Vergaberecht

Vergaberecht

Erstmals hat der OGH zur Frage der Auswirkung rückwirkender Lohnerhöhungen auf Anbote und der Möglichkeit einer sich darauf stützenden Preiserhöhung Stellung genommen. Das Rechtsproblem hat wegen des um sich greifenden abusus rückwirkender Lohnerhöhungen allgemeine Bedeutung; die Rechtsprechung dürfte immense Auswirkungen auf das Vergaberecht haben!

Im Rahmen einer öffentlichen Ausschreibung zur Errichtung einer Abwasserbeseitigungsanlage für die beklagte Gemeinde erhielt die klagende Baufirma den Zuschlag. In der Schlußrechnung wurde die von der Klägerin in Rechnung gestellten Mehrkosten aufgrund der - rückwirkenden - Kollektivvertragserhöhungen nicht anerkannt.

Fraglich ist, ob auf Grund einer rückwirkend erfolgten kollektivvertraglichen Lohnerhöhung und einer sich daraus ergebenden Erhöhung des Baukostenindexes dem Bauunternehmer auch eine entsprechende Preiserhöhung zusteht. Es mag durchaus sein, daß gewisse Unsicherheiten für den Bauunternehmer stets vorhanden sein, weil die aktuellen Indexwerte regelmäßig mit mindestens ein- bis zweimonatlicher Verspätung veröffentlicht werden. Solche Erhöhungen sind aber in der Regel aus Erfahrung recht gut abschätzbar; zB sind dem Bauunternehmer die aktuellen Materialkosten zur Zeit der Anbotslegung leicht ermittelbar.

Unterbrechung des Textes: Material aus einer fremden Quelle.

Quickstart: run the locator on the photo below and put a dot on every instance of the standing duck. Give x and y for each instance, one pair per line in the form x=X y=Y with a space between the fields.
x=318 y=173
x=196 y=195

Hingegen ist in keiner Weise abschätzbar, wann und mit welchem Betrag - hier handelt es sich immerhin um eine ca. 8 %ige Erhöhung - es zu Lohnerhöhungen auf Grund der Einigung der Kollektivvertragspartner kommen wird, die in der Folge in den Index Eingang finden. Eine solche Preisbildung auf Grund von reinen Schätzungen wäre einerseits unseriös und zweitens einem echten Preisvergleich der verschiedenen Angebote hinderlich; Voraussetzung eines echten Preisvergleichs ist eine einheitliche Preisbasis; deshalb sehen die Besonderen Vertragsbedingungen in Übereinstimmung mit der ÖNORM B 2111 auch die Preisbasis am Ende der Angebotsfrist als maßgeblich an; damals galt noch der niedrige Indexwert.

Daß in der Folge der Kollektivvertragslohn rückwirkend mit 1.5.1991 erhöht wurde und dies rückwirkend für den ganzen Monat Mai 1991 zu einem höheren Indexwert führte, kann gemäß P 2.6.8. der ÖNORM nur dazu führen, daß der Veränderungswert für den ganzen Kalendermonat Mai 1991 gilt und daher die für die Anbotslegung maßgebliche Preisbasis (Ende der Angebotsfrist mit 7.5.1991) um den rückwirkend eingeführten Veränderungswert zu erhöhen ist. Es kann nicht zu Lasten der Bauunternehmer gehen, daß entgegen der grundsätzlichen Wertung des Gesetzes (§ 5 ABGB) die Kollektivvertragspartner immer wieder rückwirkend Lohnerhöhungen vereinbaren, die zwangsweise auf die Werklohnkosten durchschlagen müssen. ).